Swanscombe-schedel

Uit Wikipedia, de vrije encyclopedie
Swanscombe-schedel
achterzijde van een reconstructie van de Swanscombe-schedel
Periode Vroegpaleolithicum
Archeologische informatie
Vindplaats Swanscombe
Jaar 1935
Ontdekker Alvan Theophilus Marston
Collectie Natural History Museum in Londen
Portaal  Portaalicoon   Archeologie

De Swanscombe-schedel (Engels: Swanscombe skull; ook: Swanscombe man) is een uit drie fragmenten bestaande fossiele schedel uit het Midden-Pleistoceen, gevonden bij het Engelse Swanscombe.

Het eerste deel van de schedel werd op 29 juli 1935 door de Britse arts en amateur-paleontoloog Alvan Theophilus Marston (1889–1971) gevonden in de kiezelgroeve Barnfield pit bij Swanscombe. De locatie was al tientallen jaren bekend door vondsten van Acheuléen-werktuigen en dierlijke fossielen uit het Midden-Pleistoceen. Het fragment werd door Marston geïdentificeerd als menselijk achterhoofdsbeen. Een jaar later vond Marston het bij het eerste fragment behorende linkerwandbeen. Verder onderzoek ter plaatse door het Royal Anthropological Institute bleef zonder resultaat tot 30 juli 1955, toen een derde fragment, het minder goed bewaarde rechterwandbeen, werd gevonden.

De stratigrafische positie van de vondsten is volgens een publicatie uit 1999 met het Holsteinien gelijk te zetten, en een leeftijd van rond 400.000 jaar. Dit is vergelijkbaar met de Tautavelmens in Zuid-Frankrijk. De menselijke fossielen uit deze periode worden tegenwoordig meest als Homo heidelbergensis ingedeeld, de voorganger van de neanderthaler.

De drie fragmenten maakten een nauwkeurige reconstructie van het achterhoofd mogelijk. Hieruit volgde een schedelinhoud van ca. 1300 ml (ter vergelijking: het moderne gemiddelde ligt rond 1500 ml). Verschillende kenmerken brengen het dicht bij de afstammingslijn van de neandertaler. Wegens de relatief licht ontwikkelde spieraanhechtingspunten wordt vermoed dat het zich om de overblijfselen van een vrouw handelt.

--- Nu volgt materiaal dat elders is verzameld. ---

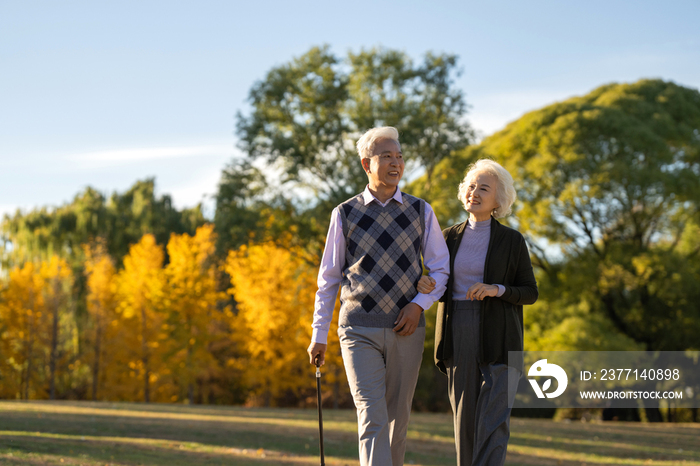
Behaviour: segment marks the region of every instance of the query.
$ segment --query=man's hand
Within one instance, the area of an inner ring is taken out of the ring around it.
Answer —
[[[495,298],[498,294],[498,287],[496,285],[485,285],[484,283],[474,283],[467,290],[467,299],[477,301],[483,300],[485,297],[489,296]]]
[[[420,322],[420,314],[423,309],[416,303],[408,303],[399,312],[399,317],[396,319],[394,332],[401,336],[412,335],[418,328]]]
[[[420,277],[420,280],[418,281],[418,286],[416,286],[416,289],[418,289],[419,293],[423,294],[428,294],[431,293],[435,289],[435,284],[437,282],[433,277],[429,277],[428,275],[423,275]]]
[[[318,365],[319,366],[324,365],[326,363],[326,348],[327,347],[328,347],[328,345],[326,345],[324,343],[315,343],[312,341],[311,344],[309,345],[309,349],[306,350],[306,352],[309,353],[309,362],[315,366],[316,364],[314,364],[314,359],[316,358],[316,355],[318,355],[318,359],[319,359]]]

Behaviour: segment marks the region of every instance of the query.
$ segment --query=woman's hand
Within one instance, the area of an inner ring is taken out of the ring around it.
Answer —
[[[433,277],[429,277],[427,275],[423,275],[420,277],[420,281],[418,282],[418,292],[423,293],[423,294],[428,294],[431,293],[435,289],[435,279]]]
[[[477,301],[483,300],[485,297],[489,296],[495,298],[498,294],[498,287],[496,285],[486,285],[484,283],[474,283],[467,290],[467,299]]]

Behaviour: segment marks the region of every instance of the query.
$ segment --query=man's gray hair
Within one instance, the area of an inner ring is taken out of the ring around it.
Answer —
[[[372,128],[367,131],[362,137],[357,141],[357,153],[361,159],[368,159],[372,157],[372,151],[374,150],[374,144],[380,139],[391,139],[396,141],[396,143],[401,147],[399,142],[399,132],[393,126],[380,126],[379,128]]]
[[[508,170],[503,168],[501,164],[490,159],[477,160],[469,165],[467,174],[459,184],[459,192],[457,198],[462,202],[462,205],[467,204],[467,188],[469,188],[469,178],[477,173],[489,173],[496,177],[498,186],[496,187],[496,202],[498,207],[492,212],[495,218],[505,217],[511,213],[511,207],[517,197],[515,187],[513,186],[513,177],[510,176]],[[466,208],[466,207],[465,207]]]

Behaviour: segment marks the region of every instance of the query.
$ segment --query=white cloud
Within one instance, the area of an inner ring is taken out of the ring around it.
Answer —
[[[147,160],[175,159],[184,157],[231,156],[234,148],[231,144],[180,146],[180,147],[148,147],[104,150],[86,152],[65,156],[67,161],[88,162],[99,165],[129,164]]]

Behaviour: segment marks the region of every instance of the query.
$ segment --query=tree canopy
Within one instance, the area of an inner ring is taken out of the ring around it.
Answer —
[[[375,126],[399,130],[407,172],[423,170],[429,187],[436,164],[472,139],[454,82],[459,73],[454,55],[427,53],[414,63],[403,52],[375,48],[342,58],[327,46],[271,69],[250,90],[250,113],[236,118],[247,160],[222,176],[216,212],[222,241],[239,238],[228,244],[237,247],[250,239],[241,236],[240,219],[256,221],[258,237],[291,223],[322,240],[330,210],[367,183],[354,144]],[[279,176],[266,182],[260,164]],[[242,180],[263,189],[252,193]]]
[[[423,194],[441,221],[463,218],[457,185],[484,157],[513,175],[510,221],[529,237],[556,296],[570,300],[550,307],[580,312],[587,302],[645,349],[697,349],[697,90],[661,80],[609,84],[524,115],[437,167],[440,189]]]

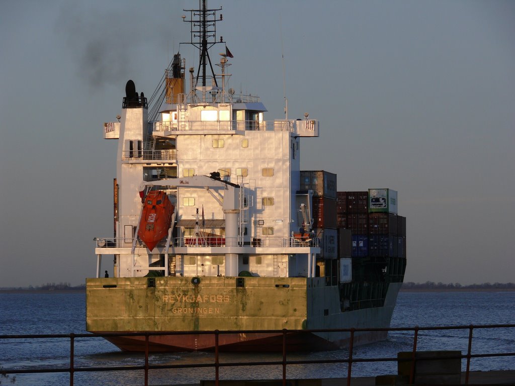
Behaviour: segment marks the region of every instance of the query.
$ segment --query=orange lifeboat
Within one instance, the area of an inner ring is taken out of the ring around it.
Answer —
[[[144,199],[138,235],[150,251],[168,234],[174,205],[162,190],[151,190]]]

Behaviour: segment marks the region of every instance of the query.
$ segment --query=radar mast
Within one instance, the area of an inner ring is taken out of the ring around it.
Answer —
[[[213,69],[211,60],[209,57],[208,49],[217,43],[224,43],[222,37],[220,37],[219,41],[216,38],[216,22],[221,21],[222,15],[217,14],[221,11],[222,8],[216,9],[208,9],[207,0],[200,0],[199,7],[200,9],[183,9],[185,12],[189,12],[190,20],[186,20],[185,16],[182,16],[183,21],[190,23],[191,25],[190,32],[190,42],[181,43],[181,44],[191,44],[200,51],[200,59],[199,60],[198,69],[195,77],[195,88],[201,85],[205,87],[206,84],[206,71],[208,62],[211,70],[212,79],[214,82],[214,85],[218,86],[216,77]],[[201,84],[199,80],[201,79]],[[205,89],[204,89],[205,91]]]

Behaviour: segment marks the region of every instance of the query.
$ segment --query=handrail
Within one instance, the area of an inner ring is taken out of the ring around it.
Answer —
[[[156,121],[152,123],[154,133],[169,131],[231,131],[250,130],[259,131],[294,132],[294,120],[184,120]]]
[[[402,360],[398,358],[354,358],[353,356],[353,347],[354,344],[354,339],[356,332],[371,332],[371,331],[414,331],[414,340],[413,346],[413,354],[410,359],[406,359],[405,361],[411,361],[411,371],[409,376],[409,384],[413,384],[415,375],[415,355],[417,353],[417,343],[418,339],[418,332],[420,331],[430,331],[438,330],[456,330],[468,329],[469,341],[468,349],[467,353],[465,355],[455,356],[453,357],[446,357],[446,359],[466,359],[467,366],[465,376],[465,384],[469,384],[469,376],[470,372],[470,360],[473,358],[491,358],[494,357],[513,357],[515,356],[515,352],[512,353],[499,353],[493,354],[472,354],[471,353],[472,342],[473,340],[473,330],[474,329],[485,329],[485,328],[515,328],[515,324],[491,324],[491,325],[479,325],[468,326],[448,326],[438,327],[390,327],[383,328],[339,328],[339,329],[320,329],[311,330],[227,330],[220,331],[215,330],[214,331],[159,331],[159,332],[149,332],[146,333],[141,332],[110,332],[102,334],[43,334],[43,335],[0,335],[0,341],[5,339],[37,339],[41,338],[56,338],[63,339],[67,338],[70,340],[70,366],[68,367],[45,367],[37,369],[24,369],[24,370],[9,370],[2,369],[3,375],[7,374],[31,374],[39,373],[70,373],[70,384],[73,385],[74,375],[75,373],[80,372],[92,372],[92,371],[127,371],[130,370],[143,370],[144,371],[145,385],[148,384],[148,373],[150,370],[163,370],[166,369],[183,369],[189,367],[214,367],[215,371],[215,382],[216,386],[218,386],[219,380],[219,369],[220,367],[230,367],[236,366],[257,366],[257,365],[281,365],[282,366],[282,383],[283,386],[286,384],[286,369],[288,365],[291,364],[314,364],[319,363],[346,363],[348,365],[347,384],[350,386],[351,384],[351,377],[352,375],[352,364],[355,363],[368,362],[388,362],[388,361],[399,361]],[[320,359],[320,360],[286,360],[287,345],[286,345],[286,335],[291,333],[299,332],[348,332],[350,333],[350,340],[349,342],[349,355],[347,358],[336,359]],[[248,334],[253,333],[266,333],[266,334],[281,334],[282,335],[283,346],[282,346],[282,359],[280,361],[267,361],[260,362],[219,362],[219,337],[220,335],[226,334]],[[213,335],[215,336],[215,359],[212,363],[195,363],[189,364],[167,364],[167,365],[152,365],[149,363],[149,338],[151,336],[157,336],[160,335],[183,335],[189,334],[196,335]],[[74,364],[74,345],[76,338],[97,338],[105,337],[145,337],[145,365],[143,366],[115,366],[111,367],[76,367]],[[432,359],[430,357],[425,358],[426,359]],[[33,362],[32,362],[33,363]],[[488,369],[484,369],[483,371],[487,371]]]
[[[97,248],[126,248],[126,244],[132,244],[132,239],[125,237],[95,237],[93,241],[96,243]],[[316,237],[312,239],[302,241],[295,237],[262,237],[254,239],[252,241],[249,240],[250,245],[242,245],[239,242],[239,237],[226,237],[224,236],[202,236],[198,238],[198,242],[196,242],[195,236],[186,236],[183,237],[174,237],[170,245],[174,247],[242,247],[252,246],[256,247],[312,247],[318,248],[320,245],[320,240]],[[116,246],[117,243],[119,244]],[[144,247],[143,243],[139,244],[139,247]],[[106,254],[109,252],[106,251]]]

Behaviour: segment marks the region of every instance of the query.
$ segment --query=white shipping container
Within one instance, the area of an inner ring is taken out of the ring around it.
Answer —
[[[352,259],[342,257],[340,259],[340,283],[352,281]]]

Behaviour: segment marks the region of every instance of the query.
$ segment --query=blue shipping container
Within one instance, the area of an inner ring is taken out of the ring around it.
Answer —
[[[366,257],[368,256],[368,236],[352,235],[352,257]]]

In de jaren na zijn ontdekking gold de Swanscombe-schedel na de Piltdown-mens, die pas begin jaren '50 als vervalsing herkend werd, en de kaak van Mauer als het op twee na oudste menselijke fossiel in Europa, met een geschatte leeftijd van 200.000 jaar, later 300.000 jaar. De in 1933 gevonden en naar huidig inzicht uit ongeveer dezelfde periode stammende Steinheimmens werd door Marston op slechts 175.000 jaar geschat. Tegenwoordig geldt de Swanscombe-schedel na de rond 500.000 jaar oude Boxgrovemens als het op een na oudste menselijke fossiel uit de Britse Eilanden.